At the same time, decentralized lending protocols and Curators conveniently address some users' psychological barriers to unknown stablecoins ------ "I know you don't feel secure depositing into xxxUSD, but you're depositing USDT or USDC, and the Dashboard will show your positions in real-time; how can you not feel secure about that?"
The operational status of the above model has been relatively good over the past year, at least without large-scale explosions occurring over a long period. Since the overall market has been in a relatively upward phase, there has been sufficient basis for arbitrage between spot and futures markets, allowing most yield-bearing stablecoin protocols to maintain relatively attractive yield performances. Many users have relaxed their vigilance during this process, and double-digit stablecoin or liquidity pool yields seem to have become the new normal for wealth management… but is this really reasonable?
Why do I strongly recommend you to withdraw temporarily?
On October 11th, the cryptocurrency market suffered an epic bloodbath, with hundreds of billions of dollars in funds being liquidated. Wintermute founder and CEO Evgeny Gaevoy stated at the time that he suspected some protocols running long-short hedging strategies had suffered severe losses, but he was unclear about who had lost the most.
In hindsight, the consecutive explosions of so-called delta-neutral protocols like Stream Finance have partially confirmed Evgeny's suspicions, but we still do not know how many hidden dangers remain underwater. Even for those not directly hit by the liquidation on that day, the rapid tightening of market liquidity after the October 11th crash, coupled with the contraction of arbitrage space due to cooling market sentiment, will increase the survival pressure on yield-bearing stablecoins. Various unexpected incidents often occur during such times, and due to the complex interwoven relationships underlying various opaque liquidity pool strategies, the entire market is prone to a "pull one hair and the whole body moves" situation.
Stablewatch data shows that as of the week of October 7th, yield-bearing stablecoins experienced the largest outflow of funds since the collapse of UST during the Luna incident in 2022, totaling $1 billion, and this outflow trend is still ongoing. Additionally, Defillama data also indicates that the scale of liquidity pools operated by Curators has shrunk by nearly $3 billion since the beginning of the month. It is clear that funds have reacted to the current situation through their actions.
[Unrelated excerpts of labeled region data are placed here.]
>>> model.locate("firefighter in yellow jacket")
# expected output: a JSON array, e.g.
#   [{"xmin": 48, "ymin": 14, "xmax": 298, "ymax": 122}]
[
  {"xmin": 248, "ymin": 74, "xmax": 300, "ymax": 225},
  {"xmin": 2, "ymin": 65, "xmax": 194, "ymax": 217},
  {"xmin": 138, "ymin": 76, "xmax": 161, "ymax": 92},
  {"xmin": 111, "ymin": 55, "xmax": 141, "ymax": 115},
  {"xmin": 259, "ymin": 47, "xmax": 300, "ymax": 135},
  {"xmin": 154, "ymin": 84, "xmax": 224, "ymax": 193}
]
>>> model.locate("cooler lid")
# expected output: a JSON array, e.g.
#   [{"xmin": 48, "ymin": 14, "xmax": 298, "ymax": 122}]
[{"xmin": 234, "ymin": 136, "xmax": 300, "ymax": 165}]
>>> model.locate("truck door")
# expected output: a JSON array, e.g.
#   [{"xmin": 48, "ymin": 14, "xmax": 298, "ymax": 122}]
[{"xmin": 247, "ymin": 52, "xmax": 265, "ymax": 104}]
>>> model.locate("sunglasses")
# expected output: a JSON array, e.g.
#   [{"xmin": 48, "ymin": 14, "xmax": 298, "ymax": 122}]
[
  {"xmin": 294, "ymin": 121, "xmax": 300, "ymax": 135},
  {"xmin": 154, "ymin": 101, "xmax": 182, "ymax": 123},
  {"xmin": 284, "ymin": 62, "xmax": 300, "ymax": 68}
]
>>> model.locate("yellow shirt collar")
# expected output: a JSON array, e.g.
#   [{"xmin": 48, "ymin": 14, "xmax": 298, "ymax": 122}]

DeFi is also subject to the classic "impossible triangle" of investment markets ------ high yield, safety, and sustainability can never be satisfied simultaneously, and the current factor of "safety" is teetering on the brink.
Perhaps you have become accustomed to investing funds into a certain stablecoin or strategy for yield, and have achieved relatively stable returns through this operation over a long period. However, even products that consistently adopt the same strategy do not have a static risk profile; the current market environment is one where risk factors are relatively high and unexpected incidents are most likely to occur. At this time, caution is paramount, and a timely withdrawal may be a wise choice, as when a low-probability event occurs to oneself, it becomes 100%.